Rappelons quand même que cet individu devra aussi trouver un emploi, pour survivre avec sa famille, s’il n’est pas tout seul. Il devra trouver du temps, très certainement, pour exercer un travail bénévole. Et l’absence d’expérience dans le pays l’obligera, dans les premières années, à travailler pour pas grand chose. Disons le minimum, environ 10 dollars de l’heure, 40 heures par semaine, s’il a la bénédiction d’être à temps plein. Et comme partout ailleurs, il ne faudra pas rechigner sur les heures supplémentaires non rémunérées. Ici c’est l’Amérique et l’on licencie vite aussi.
Si malgré tous ces obstacles, notre nouvel arrivant parvient à retrouver ses petits dans les cinq ans de son entrée au paradis -passons sur le coût, on ne fait pas d’omelette sans casser d’oeuf- et bien je lui tire mon chapeau. C’est le moins que l’on puisse faire face à tant de mérite.
Alors, me direz-vous, faut-il oui ou non répondre aux appels de la méduse? Si vous êtes sans emploi, issu d’un pays en ruine, où la démocratie civilise avec des canons, comme dit la chanson, alors oui, il est probable que vous ayez intérêt.
Quoique dans le même temps, il est fort probable que vous ayez le plus grand mal à obtenir le ticket d’entrée. Paradoxalement, la Gorgone ne donne pas à n’importe qui le droit de venir faire l’aumône chez elle.
Si vous avez un emploi chez vous, une famille, des économies et une vie somme toute normale, vous êtes la cible idéale.

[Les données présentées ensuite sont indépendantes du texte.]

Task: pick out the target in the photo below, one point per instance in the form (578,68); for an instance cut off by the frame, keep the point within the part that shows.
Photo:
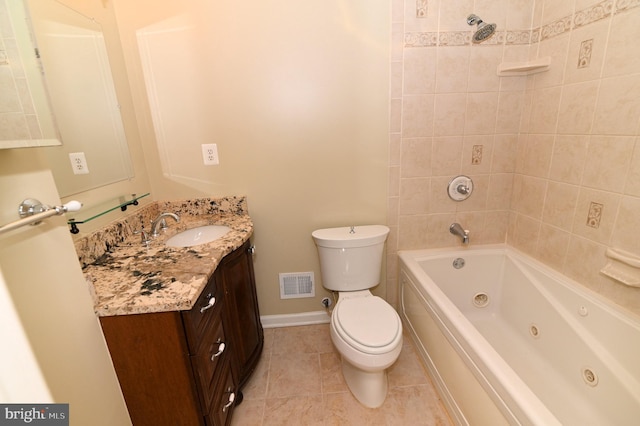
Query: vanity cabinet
(188,368)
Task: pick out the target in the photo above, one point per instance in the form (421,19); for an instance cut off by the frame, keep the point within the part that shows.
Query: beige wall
(553,143)
(52,299)
(296,98)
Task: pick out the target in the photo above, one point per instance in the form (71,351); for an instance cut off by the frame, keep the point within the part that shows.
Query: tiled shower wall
(577,181)
(550,154)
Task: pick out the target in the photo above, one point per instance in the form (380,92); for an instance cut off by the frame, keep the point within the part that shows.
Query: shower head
(484,30)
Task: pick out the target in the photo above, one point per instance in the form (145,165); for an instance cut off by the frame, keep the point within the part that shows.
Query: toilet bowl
(365,329)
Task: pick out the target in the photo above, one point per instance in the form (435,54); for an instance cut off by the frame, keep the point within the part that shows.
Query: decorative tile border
(420,39)
(622,5)
(463,38)
(556,28)
(595,13)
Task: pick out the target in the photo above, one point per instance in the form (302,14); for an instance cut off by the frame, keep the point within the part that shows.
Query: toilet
(365,329)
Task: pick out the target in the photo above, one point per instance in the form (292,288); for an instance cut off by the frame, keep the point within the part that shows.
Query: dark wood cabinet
(188,368)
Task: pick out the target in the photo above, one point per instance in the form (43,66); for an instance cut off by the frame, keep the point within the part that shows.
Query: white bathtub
(509,341)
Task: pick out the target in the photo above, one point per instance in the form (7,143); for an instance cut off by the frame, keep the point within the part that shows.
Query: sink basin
(196,236)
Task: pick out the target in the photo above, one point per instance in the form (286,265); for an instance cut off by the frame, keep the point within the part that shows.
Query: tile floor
(299,382)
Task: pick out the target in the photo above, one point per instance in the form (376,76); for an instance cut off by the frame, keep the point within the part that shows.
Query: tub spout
(457,229)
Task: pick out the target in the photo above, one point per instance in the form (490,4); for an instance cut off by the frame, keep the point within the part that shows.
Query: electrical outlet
(78,163)
(210,154)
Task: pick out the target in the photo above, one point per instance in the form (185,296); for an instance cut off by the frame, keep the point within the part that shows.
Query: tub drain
(481,300)
(458,263)
(589,377)
(534,330)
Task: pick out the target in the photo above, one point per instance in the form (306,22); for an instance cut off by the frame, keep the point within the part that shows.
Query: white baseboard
(291,320)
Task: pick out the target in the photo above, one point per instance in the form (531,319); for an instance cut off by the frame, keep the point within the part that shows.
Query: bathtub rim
(511,395)
(409,264)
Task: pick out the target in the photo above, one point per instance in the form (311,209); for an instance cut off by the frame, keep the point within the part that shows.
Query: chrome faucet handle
(463,189)
(144,236)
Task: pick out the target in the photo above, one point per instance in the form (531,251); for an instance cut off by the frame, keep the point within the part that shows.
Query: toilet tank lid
(362,236)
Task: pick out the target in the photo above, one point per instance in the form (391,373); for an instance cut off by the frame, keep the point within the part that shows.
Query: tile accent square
(584,58)
(476,154)
(421,8)
(595,215)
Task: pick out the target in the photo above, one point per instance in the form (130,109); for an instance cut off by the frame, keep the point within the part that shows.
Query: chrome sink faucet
(457,229)
(161,223)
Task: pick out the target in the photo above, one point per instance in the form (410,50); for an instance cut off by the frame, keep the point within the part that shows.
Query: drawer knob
(232,398)
(221,347)
(210,304)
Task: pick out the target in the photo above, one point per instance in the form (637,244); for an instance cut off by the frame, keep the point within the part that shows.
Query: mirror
(25,116)
(74,63)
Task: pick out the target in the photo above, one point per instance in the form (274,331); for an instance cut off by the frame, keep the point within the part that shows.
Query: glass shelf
(94,212)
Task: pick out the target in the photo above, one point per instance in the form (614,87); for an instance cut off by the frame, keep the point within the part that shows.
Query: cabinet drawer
(210,362)
(224,401)
(205,311)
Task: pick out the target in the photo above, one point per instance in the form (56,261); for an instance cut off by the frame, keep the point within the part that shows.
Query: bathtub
(509,341)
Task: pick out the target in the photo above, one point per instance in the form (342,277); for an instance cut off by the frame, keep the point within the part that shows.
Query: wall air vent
(296,285)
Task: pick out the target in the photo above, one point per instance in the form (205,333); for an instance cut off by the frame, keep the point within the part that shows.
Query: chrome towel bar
(33,212)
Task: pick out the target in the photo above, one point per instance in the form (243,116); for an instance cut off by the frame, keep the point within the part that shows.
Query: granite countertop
(131,278)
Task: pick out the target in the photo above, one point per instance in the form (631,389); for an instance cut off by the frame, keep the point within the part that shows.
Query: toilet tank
(350,257)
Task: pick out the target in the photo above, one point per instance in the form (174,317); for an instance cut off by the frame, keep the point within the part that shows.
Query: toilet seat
(368,324)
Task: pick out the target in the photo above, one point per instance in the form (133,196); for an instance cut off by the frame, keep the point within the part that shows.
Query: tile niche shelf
(95,212)
(512,69)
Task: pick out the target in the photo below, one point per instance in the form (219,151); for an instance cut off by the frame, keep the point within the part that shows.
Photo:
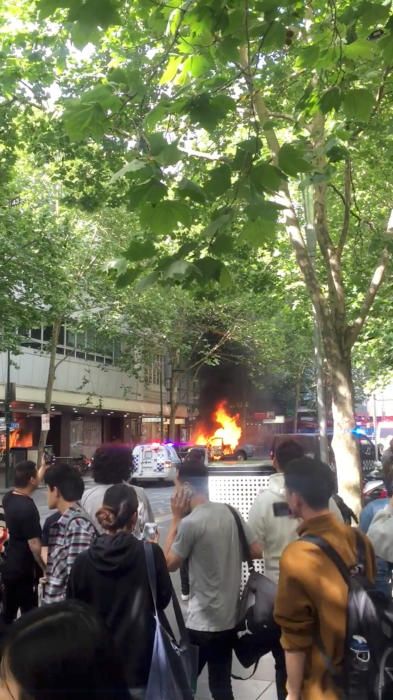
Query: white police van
(155,462)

Peut-être avez-vous besoin de découvrir un peu plus en profondeur la nature humaine. Si vous voulez mieux vous connaître et, en même temps, faire l’expérience d’une filouterie collective, ça ne tue pas, à condition de le prendre avec le sourire, de ne pas rester pétrifié trop longtemps, et de ne pas se laisser totalement embarqué dans le piège.
Au fond, vous retiendrez aussi que les publicités restent des publicités, où que vous soyez et qui que soit l’annonceur.
Parfois, c’est marrant, ça fait rêver aussi. Mais il ne faut pas trop en attendre; elles peuvent servir à vous informer, mais
n’ont souvent d’autre ambition que de faire naître chez vous des besoins pour mieux vous vendre des bibelots par la suite.
Si vous avez aussi envie de faire du sport, de marcher des kilomètres à pied sous la neige l’hiver, si chez vous il fait chaud et que vous souhaitez tester votre résistance à la congélation, une telle expérience vous apportera sans conteste de quoi méditer longtemps.
Mais de grâce ne vendez pas tout, ne vous déshabillez pas totalement, laissez-vous une chance au cas où. Quoiqu’on puisse vous dire sur les prétendues opportunités, il vaut mieux attendre de voir rentrer la fortune avant de vendre sa monture. J’ai rencontré beaucoup d’immigrants qui ne comprenaient pas ce qui leur arrivait au début. Puis, après un certain temps, ils avaient le visage déconfit, et enfin tombaient de haut, au bout de trois mois à peine sur le sol québecois.
Des success stories, il y en a, mais n’oubliez pas qu’une hirondelle ne fait pas le printemps. Pour un succès, combien y’a-t-il d’échecs?
Les grands communicants du MICC se garderont bien de communiquer là-dessus. Au plus, ce que vous obtiendrez en la matière, ce sont des “on dit”, des rumeurs, des lieux communs sur la “Belle province”. Aussi, prenez garde au piège!